Ok, so,

sub foo($x, $y) { say $x ~ $y };
my $foo_ref = &foo;
[download]

assigns a reference to $foo_ref (makes sense (since I don't see why I'd want to copy a function), and

my @bar = <a b c>;
my $bar_ref = @bar;   # Assigns a reference. Ok.
my $bar_ref2 := @bar  # Same as above? XXX
my @bar_copy = @bar;  # Makes a copy of @bar. As expected.
[download]

and

my $qux = SomeClass.new;  # $qux is a reference to an object
my $qux_ref = $qux;       # makes a copy of the reference (?)
[download]

Does that copy the object referred to by $qux, or just the reference?

However,

my $xyz = 'hi';
my $xyz_ref = $xyz;  # not a ref!
[download]

copies $xyz as expected.
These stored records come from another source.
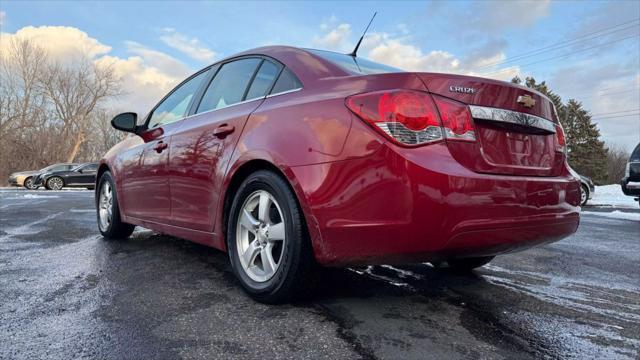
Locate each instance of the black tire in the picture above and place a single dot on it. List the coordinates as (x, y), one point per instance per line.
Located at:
(468, 264)
(28, 183)
(52, 183)
(116, 229)
(584, 198)
(290, 279)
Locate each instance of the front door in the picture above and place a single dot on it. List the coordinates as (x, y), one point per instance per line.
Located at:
(146, 190)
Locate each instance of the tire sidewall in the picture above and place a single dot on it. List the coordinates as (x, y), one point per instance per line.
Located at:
(583, 189)
(106, 177)
(49, 182)
(267, 181)
(27, 186)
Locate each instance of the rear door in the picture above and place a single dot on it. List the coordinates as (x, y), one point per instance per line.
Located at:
(201, 148)
(146, 185)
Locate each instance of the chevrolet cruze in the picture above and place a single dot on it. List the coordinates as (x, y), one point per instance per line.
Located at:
(286, 158)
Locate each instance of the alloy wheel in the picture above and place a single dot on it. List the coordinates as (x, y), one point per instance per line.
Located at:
(105, 206)
(55, 183)
(260, 236)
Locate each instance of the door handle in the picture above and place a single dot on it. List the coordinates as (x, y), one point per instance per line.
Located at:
(223, 130)
(160, 146)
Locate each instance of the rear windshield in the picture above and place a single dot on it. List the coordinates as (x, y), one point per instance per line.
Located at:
(354, 64)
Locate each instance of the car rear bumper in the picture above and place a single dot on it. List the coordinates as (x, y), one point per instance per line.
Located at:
(406, 205)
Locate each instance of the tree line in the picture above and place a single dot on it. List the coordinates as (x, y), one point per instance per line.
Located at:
(51, 111)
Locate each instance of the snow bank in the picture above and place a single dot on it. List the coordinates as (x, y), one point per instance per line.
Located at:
(617, 214)
(612, 195)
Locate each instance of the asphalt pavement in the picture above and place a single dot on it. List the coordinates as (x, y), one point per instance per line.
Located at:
(67, 293)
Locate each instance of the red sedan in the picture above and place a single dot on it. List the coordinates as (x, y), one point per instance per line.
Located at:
(287, 157)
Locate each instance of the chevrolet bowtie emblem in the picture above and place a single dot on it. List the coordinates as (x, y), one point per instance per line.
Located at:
(526, 101)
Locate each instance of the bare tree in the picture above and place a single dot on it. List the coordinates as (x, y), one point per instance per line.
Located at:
(52, 112)
(75, 93)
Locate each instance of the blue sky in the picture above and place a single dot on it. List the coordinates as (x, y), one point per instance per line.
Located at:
(162, 42)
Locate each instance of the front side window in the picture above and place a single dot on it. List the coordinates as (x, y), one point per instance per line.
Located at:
(287, 81)
(229, 84)
(175, 106)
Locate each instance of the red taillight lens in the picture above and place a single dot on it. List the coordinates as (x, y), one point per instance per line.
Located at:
(408, 117)
(456, 119)
(562, 144)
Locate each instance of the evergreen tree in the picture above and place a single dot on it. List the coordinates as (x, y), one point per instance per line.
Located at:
(587, 153)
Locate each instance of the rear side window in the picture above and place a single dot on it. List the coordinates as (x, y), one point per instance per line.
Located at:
(287, 81)
(263, 80)
(229, 84)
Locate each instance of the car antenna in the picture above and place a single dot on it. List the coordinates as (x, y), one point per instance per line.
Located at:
(355, 51)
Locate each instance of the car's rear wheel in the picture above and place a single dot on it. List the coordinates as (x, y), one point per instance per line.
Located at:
(584, 195)
(109, 222)
(468, 264)
(54, 183)
(29, 183)
(267, 240)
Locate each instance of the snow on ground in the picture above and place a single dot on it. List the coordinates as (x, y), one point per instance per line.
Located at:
(616, 214)
(612, 195)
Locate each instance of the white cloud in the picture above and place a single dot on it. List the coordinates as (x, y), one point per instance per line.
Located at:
(336, 39)
(61, 42)
(191, 47)
(499, 15)
(146, 75)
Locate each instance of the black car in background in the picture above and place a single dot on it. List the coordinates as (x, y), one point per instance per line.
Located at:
(587, 188)
(26, 178)
(631, 181)
(83, 175)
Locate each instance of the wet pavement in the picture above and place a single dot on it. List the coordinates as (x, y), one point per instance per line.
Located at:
(68, 293)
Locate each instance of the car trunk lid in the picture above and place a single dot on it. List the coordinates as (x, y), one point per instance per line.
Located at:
(515, 126)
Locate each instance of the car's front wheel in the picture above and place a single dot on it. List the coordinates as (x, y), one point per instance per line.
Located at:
(29, 183)
(584, 195)
(267, 240)
(108, 211)
(54, 183)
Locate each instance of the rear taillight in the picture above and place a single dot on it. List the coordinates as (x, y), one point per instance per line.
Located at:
(456, 119)
(412, 117)
(561, 142)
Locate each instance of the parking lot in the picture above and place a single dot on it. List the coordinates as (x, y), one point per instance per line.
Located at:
(68, 293)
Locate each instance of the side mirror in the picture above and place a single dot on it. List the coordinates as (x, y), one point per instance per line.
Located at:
(125, 122)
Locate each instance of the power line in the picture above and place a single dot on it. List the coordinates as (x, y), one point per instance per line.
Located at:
(564, 55)
(615, 117)
(609, 88)
(559, 45)
(608, 93)
(616, 112)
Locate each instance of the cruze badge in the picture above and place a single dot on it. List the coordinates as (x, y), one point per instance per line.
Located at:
(526, 101)
(462, 89)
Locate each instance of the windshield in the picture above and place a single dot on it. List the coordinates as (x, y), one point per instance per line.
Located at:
(354, 64)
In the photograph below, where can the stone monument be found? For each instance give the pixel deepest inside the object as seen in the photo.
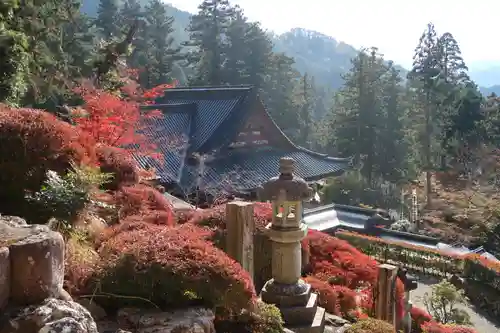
(286, 289)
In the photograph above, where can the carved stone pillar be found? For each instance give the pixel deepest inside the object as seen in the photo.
(286, 290)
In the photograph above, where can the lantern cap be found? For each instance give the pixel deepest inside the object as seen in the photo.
(286, 186)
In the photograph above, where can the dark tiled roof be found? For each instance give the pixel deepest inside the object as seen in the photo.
(244, 170)
(220, 110)
(170, 134)
(207, 119)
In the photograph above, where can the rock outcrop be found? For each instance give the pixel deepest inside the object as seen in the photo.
(51, 316)
(31, 262)
(32, 298)
(194, 320)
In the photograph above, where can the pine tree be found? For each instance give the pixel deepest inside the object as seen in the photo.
(394, 160)
(306, 109)
(207, 31)
(159, 53)
(108, 19)
(451, 62)
(278, 94)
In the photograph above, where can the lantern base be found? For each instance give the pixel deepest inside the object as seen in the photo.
(298, 305)
(286, 295)
(316, 326)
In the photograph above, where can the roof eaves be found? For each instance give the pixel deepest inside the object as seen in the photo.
(213, 88)
(325, 156)
(233, 122)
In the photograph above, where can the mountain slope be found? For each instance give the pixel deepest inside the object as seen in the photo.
(490, 90)
(487, 77)
(321, 56)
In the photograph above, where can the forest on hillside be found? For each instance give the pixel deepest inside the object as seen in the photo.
(396, 124)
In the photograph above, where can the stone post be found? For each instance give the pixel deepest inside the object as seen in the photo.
(286, 289)
(410, 284)
(385, 305)
(240, 230)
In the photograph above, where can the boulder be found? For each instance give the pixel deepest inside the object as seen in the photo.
(52, 316)
(36, 260)
(4, 277)
(95, 310)
(193, 320)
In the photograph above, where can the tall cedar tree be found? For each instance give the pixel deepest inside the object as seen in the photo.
(207, 32)
(160, 53)
(425, 73)
(14, 55)
(453, 80)
(59, 45)
(108, 19)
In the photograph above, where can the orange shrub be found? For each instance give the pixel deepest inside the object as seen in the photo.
(372, 326)
(143, 203)
(120, 164)
(434, 327)
(171, 267)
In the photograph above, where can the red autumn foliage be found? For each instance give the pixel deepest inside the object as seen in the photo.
(143, 203)
(120, 165)
(338, 261)
(33, 142)
(165, 263)
(419, 317)
(336, 267)
(116, 120)
(338, 300)
(434, 327)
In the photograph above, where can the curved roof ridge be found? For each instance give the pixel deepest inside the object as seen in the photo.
(325, 156)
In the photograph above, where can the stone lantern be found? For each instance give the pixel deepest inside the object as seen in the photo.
(286, 289)
(410, 284)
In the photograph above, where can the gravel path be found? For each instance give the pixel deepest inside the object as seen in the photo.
(481, 323)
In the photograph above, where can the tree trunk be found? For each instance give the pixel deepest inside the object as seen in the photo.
(428, 162)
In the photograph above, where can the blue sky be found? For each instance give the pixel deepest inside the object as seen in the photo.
(391, 25)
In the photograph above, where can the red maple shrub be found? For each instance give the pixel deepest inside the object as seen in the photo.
(171, 267)
(435, 327)
(337, 300)
(215, 220)
(335, 260)
(339, 263)
(118, 163)
(33, 142)
(143, 203)
(117, 120)
(336, 268)
(419, 317)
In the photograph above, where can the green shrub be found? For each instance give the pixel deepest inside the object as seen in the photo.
(62, 198)
(264, 318)
(32, 143)
(371, 325)
(169, 267)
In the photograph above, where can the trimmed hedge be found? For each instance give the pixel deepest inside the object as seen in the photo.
(170, 267)
(472, 267)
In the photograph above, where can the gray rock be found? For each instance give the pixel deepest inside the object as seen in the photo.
(193, 320)
(36, 260)
(52, 316)
(97, 312)
(4, 277)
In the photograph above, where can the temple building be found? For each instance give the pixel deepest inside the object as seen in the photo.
(222, 139)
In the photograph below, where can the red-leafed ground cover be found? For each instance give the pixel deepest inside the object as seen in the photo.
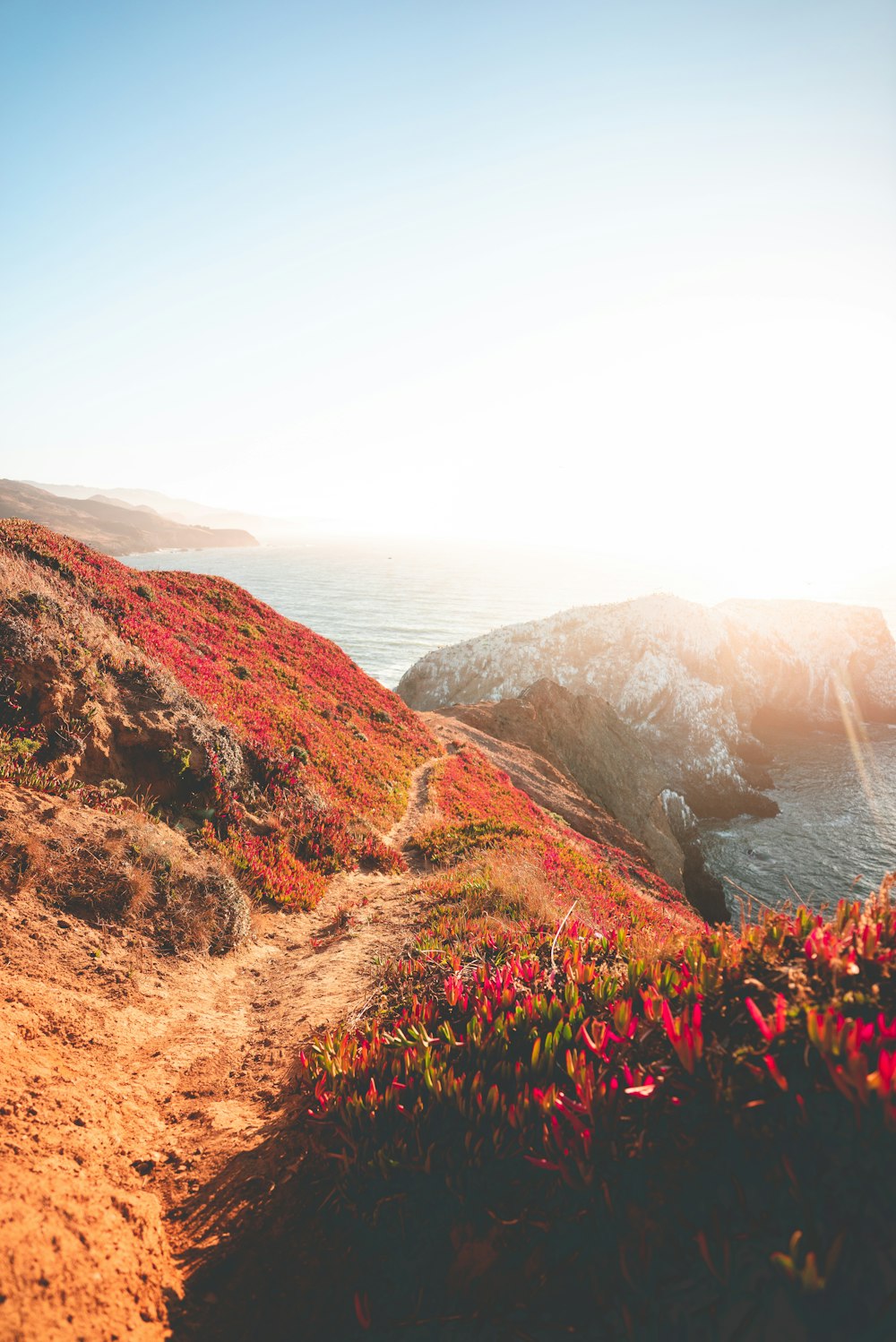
(477, 810)
(557, 1134)
(333, 751)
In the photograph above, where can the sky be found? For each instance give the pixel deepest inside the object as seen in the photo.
(620, 275)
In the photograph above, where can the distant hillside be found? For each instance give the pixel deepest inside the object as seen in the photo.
(112, 525)
(189, 512)
(699, 684)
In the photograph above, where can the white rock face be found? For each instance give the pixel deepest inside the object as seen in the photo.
(694, 681)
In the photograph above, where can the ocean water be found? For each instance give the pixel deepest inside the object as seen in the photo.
(836, 831)
(388, 603)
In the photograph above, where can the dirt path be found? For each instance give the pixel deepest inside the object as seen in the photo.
(143, 1088)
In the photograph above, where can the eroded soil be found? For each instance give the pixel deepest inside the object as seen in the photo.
(145, 1101)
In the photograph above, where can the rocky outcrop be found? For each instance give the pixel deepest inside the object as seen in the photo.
(573, 754)
(698, 684)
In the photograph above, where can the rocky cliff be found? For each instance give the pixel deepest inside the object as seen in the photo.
(699, 684)
(110, 525)
(573, 754)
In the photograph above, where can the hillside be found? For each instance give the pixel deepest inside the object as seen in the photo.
(113, 526)
(186, 512)
(572, 753)
(699, 684)
(317, 1026)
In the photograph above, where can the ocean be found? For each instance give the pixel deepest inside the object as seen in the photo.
(388, 603)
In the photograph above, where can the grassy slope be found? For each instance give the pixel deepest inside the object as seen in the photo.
(628, 1123)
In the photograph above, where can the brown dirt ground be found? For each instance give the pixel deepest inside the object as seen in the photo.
(142, 1096)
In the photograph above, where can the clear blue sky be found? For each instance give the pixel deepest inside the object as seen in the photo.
(349, 258)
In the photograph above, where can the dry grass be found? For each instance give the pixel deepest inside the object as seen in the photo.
(119, 870)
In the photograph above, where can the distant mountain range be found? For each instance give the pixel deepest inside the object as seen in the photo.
(112, 523)
(185, 512)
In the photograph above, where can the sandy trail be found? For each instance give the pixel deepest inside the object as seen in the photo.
(137, 1085)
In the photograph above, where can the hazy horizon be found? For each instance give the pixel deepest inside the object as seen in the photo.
(615, 277)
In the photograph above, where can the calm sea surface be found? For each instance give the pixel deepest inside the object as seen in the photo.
(389, 603)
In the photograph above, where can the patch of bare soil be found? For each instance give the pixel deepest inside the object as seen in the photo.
(142, 1118)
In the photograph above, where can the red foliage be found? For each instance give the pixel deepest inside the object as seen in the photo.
(333, 748)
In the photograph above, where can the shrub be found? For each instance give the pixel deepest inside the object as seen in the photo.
(561, 1131)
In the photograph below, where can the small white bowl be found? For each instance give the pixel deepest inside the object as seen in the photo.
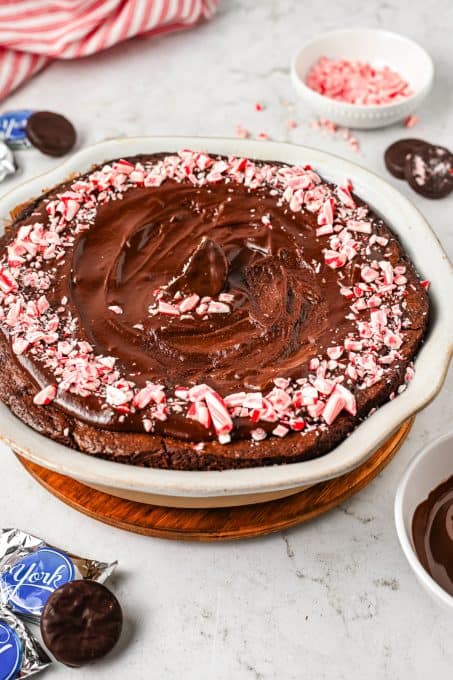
(380, 48)
(430, 467)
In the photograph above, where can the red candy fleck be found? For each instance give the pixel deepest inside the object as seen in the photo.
(45, 396)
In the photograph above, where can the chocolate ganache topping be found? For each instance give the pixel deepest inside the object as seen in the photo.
(204, 298)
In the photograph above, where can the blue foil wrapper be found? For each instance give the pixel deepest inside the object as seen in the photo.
(7, 164)
(12, 128)
(31, 570)
(21, 655)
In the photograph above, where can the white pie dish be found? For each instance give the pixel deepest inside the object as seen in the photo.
(230, 487)
(380, 48)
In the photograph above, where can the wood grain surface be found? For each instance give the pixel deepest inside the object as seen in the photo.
(216, 524)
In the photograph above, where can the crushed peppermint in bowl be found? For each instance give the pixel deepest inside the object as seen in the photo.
(357, 82)
(362, 78)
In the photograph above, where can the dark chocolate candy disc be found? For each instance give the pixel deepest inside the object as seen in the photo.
(81, 622)
(395, 155)
(51, 133)
(428, 170)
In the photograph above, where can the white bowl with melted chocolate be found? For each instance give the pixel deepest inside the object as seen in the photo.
(424, 518)
(232, 487)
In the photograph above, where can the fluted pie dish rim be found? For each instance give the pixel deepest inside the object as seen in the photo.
(431, 363)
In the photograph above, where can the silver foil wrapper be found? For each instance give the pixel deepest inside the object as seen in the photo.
(31, 570)
(33, 658)
(7, 164)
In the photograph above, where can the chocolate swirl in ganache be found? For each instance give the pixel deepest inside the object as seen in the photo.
(182, 284)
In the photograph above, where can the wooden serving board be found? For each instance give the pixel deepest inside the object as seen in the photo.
(217, 524)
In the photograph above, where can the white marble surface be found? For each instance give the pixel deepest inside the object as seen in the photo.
(330, 600)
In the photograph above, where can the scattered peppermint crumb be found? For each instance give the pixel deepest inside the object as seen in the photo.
(411, 121)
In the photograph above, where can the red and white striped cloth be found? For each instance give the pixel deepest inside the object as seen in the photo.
(32, 32)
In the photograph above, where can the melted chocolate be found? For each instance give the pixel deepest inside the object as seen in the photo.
(205, 272)
(286, 305)
(432, 531)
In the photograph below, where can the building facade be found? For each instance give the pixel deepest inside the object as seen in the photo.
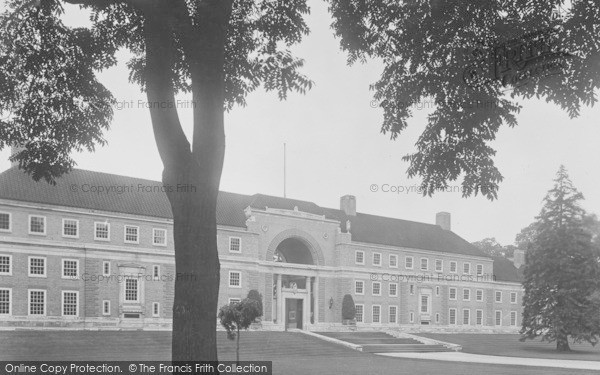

Correct?

Stop asking "is $var a reference to $object" - since nearly everything is a reference, it doesn't make too much sense.

Instead, you could ask questions like "if I change $var1, does $var2 change too?"

Those questions are easy to answer - you can just try them out.

You can also think of a variable being a name for a container, and that container holds a value. Assignment changes the value, binding the container.

Does that copy the object referred to by $qux

No. Assignment to a scalar never copies any object (just pointers, internally). Only if you assign to an array or hash variable (ie one beginning with @ or %), a shallow copy is made.

my $xyz = 'hi';
my $xyz_ref = $xyz;  # not a ref!
[download]

copies $xyz as expected. Correct?

No, just copies a reference to the string 'hi'. But since strings are immutable, you won't see any diference between two references to the same string, and two reference to copies of the same string.

Perl 6 - links to (nearly) everything that is Perl 6.

Thanks for the reply, moritz.